Final Rules on Safe Harbors for Cybersecurity Donations Published by HHS

On November 20, 2020, the Office of Inspector General (OIG) and the Department of Health and Human Services’ Centers for Medicare and Medicaid Services (CMS) launched the final rules for enhancing the coordination of health care and lessen regulatory difficulties. The two final rules consist of safe harbor conditions that permit hospitals and healthcare delivery systems to provide cybersecurity technology to physician practices.

The CMS launched the final copy of the 627-page Modernizing and Clarifying the Physician Self-Referral Regulations, generally known as Stark Law, and the OIG finalized updates to the 1,049-page Safe Harbors Under the Anti-Kickback Statute and Civil Monetary Penalty Rules Relating to Beneficiary Inducements.

Physician practices usually have minimal resources, making it challenging for them to use solutions to handle cybersecurity problems. Without the required protections, unauthorized persons could access, steal, remove or encrypt sensitive medical information. Threat actors may additionally perform attacks on small doctor practices and utilize them to acquire access to exploited healthcare networks.

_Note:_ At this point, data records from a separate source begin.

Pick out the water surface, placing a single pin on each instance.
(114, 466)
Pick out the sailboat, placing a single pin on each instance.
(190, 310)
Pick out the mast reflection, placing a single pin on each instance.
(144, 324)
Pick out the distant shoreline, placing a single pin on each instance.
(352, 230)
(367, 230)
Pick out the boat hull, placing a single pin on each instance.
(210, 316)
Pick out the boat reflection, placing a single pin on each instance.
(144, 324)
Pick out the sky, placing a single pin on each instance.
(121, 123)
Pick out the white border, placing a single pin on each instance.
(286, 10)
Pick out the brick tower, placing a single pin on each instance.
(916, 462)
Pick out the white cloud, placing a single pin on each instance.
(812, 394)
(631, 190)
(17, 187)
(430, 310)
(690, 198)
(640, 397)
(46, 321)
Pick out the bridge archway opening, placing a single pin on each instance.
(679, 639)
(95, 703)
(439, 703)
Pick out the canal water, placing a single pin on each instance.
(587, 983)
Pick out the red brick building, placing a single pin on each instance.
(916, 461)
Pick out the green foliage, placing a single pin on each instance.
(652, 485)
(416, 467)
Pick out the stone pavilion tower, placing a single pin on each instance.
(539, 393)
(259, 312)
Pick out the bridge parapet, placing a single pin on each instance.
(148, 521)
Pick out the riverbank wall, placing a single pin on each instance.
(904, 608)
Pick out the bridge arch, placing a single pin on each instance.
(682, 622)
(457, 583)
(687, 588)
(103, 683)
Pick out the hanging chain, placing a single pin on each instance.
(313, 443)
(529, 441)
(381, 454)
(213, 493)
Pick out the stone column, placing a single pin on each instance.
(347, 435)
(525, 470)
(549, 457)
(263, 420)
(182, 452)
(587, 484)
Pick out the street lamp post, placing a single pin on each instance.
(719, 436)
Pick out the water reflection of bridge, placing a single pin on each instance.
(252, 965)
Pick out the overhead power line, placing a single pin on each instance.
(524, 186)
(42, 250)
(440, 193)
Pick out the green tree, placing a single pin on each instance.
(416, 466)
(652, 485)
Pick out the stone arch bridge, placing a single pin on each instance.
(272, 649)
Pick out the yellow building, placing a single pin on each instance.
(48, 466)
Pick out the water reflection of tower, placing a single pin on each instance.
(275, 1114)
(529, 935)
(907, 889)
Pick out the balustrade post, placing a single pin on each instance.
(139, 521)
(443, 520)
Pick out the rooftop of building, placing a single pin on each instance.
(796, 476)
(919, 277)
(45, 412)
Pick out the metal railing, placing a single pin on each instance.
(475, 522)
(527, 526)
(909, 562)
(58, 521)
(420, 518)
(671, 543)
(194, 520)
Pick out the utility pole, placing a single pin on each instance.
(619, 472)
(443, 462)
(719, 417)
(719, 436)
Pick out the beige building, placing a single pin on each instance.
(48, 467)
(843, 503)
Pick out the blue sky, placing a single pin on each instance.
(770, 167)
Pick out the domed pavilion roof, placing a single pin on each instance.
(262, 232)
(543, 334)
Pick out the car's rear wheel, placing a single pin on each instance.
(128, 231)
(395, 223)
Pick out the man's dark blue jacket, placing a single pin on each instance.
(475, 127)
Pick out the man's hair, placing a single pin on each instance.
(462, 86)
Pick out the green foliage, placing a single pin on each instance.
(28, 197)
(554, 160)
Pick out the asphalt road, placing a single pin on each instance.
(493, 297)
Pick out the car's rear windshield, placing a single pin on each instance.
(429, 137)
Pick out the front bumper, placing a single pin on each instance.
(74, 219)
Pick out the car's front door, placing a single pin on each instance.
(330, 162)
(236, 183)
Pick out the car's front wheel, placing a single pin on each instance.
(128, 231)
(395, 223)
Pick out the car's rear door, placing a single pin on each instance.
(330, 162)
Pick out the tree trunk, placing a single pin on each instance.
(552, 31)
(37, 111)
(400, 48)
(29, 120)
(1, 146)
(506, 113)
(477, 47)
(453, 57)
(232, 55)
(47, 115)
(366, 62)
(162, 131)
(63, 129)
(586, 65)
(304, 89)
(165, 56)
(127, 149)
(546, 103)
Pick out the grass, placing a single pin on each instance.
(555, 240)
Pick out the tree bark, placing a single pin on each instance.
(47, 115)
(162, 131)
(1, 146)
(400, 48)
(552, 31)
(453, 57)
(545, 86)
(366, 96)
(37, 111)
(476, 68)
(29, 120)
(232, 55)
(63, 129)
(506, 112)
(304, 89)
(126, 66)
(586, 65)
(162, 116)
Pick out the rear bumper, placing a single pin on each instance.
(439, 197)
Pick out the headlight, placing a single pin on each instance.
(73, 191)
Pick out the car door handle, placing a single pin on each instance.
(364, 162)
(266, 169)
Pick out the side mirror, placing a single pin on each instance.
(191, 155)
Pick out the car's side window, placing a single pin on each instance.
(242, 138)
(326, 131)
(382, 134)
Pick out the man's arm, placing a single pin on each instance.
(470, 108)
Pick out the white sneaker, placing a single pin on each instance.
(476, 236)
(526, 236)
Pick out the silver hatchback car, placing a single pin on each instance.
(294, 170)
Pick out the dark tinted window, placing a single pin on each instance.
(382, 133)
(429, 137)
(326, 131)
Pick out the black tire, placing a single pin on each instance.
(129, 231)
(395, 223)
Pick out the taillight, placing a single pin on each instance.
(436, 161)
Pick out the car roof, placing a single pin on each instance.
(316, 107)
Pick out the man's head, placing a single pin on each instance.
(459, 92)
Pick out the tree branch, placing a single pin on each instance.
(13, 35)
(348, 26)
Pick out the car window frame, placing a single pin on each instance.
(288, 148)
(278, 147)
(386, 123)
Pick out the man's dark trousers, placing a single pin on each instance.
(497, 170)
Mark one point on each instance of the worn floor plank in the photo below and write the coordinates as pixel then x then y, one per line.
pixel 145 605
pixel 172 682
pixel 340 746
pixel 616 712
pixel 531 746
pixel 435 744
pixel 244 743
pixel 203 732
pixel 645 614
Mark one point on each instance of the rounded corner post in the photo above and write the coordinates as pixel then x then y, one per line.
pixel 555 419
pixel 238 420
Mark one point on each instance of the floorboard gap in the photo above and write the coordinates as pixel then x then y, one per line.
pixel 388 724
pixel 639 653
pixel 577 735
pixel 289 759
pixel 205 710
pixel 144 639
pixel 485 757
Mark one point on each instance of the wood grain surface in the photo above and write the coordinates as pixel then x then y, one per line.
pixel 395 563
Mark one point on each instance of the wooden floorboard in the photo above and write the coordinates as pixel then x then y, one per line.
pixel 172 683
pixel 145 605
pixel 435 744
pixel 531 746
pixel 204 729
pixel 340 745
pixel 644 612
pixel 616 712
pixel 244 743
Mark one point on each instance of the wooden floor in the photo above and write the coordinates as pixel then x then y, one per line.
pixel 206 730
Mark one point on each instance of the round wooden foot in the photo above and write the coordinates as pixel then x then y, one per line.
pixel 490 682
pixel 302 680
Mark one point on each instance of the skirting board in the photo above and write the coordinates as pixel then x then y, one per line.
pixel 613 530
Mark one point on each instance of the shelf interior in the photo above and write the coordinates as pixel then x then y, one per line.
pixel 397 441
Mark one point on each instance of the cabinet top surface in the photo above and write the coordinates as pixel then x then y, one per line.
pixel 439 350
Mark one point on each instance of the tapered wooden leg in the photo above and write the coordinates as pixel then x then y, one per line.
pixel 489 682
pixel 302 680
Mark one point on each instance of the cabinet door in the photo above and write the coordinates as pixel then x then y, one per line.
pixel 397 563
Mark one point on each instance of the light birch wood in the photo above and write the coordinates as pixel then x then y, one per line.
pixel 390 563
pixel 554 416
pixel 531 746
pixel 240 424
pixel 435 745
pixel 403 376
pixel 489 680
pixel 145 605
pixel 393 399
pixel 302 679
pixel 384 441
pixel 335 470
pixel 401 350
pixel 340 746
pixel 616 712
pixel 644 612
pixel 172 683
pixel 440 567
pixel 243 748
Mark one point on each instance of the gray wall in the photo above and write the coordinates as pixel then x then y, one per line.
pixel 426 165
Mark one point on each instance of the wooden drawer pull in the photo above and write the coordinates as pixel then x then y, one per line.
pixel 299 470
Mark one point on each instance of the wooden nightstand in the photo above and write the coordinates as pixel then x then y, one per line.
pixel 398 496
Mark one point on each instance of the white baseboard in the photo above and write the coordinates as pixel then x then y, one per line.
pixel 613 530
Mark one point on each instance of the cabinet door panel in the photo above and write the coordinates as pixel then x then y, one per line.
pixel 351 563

When the policies were first planned, commenters highlighted the importance of a safe harbor to enable non-abusive, useful arrangements between doctors and other healthcare organizations. The donations of cybersecurity solutions could help protect the healthcare ecosystem. The CMS first recommended the modifications in October 2019 as a part of Regulatory Sprint to Coordinated Care.

The CMS final rule details the Stark Law conditions with regards to donations of electronic health record donations to medical doctors, extending the EHR exclusion to include cybersecurity applications and services. A separate exemption was additionally presented for greater cybersecurity donations, which include contributions of cybersecurity hardware.

CMS mentioned that the finalized exclusions give new versatility for particular arrangements, like donations of cybersecurity technology that secure the integrity of the healthcare environment, irrespective of whether the parties use a fee-for-service or value-based payment system.

The changes admit the threat of cyberattacks on the healthcare market and develop a protected harbor for cybersecurity technology and services to take care of cybersecurity-linked hardware, and will make certain that cybersecurity software program and hardware are offered to all healthcare companies of varying sizes.

The safe harbor can be applied to, but isn’t restricted to, software security steps to take care of endpoints that provide network access control, software program that gives malware protection, business continuity application, data security, and encryption as well as email traffic filtering. The exception likewise addresses the hardware that is needed and used primarily to implement, retain or re-establish cybersecurity” and a wide range of cybersecurity services for instance update and upkeep of software programs and cybersecurity training services. There is no difference in the rule between localized and cloud-based cybersecurity solutions.

Under the cybersecurity exception, recipients don’t have to add to the cost of the contributed cybersecurity technology or solutions. With the EHR exception, the cost requirement for contributions of EHR products or services is retained.

HHS stated that letting entities to contribute cybersecurity technology and related solutions to physicians will bring about strength to the whole health care ecosystem.

The final rules are meant to be posted in the federal register on December 2, 2020, and are to take effect beginning January 19, 2021.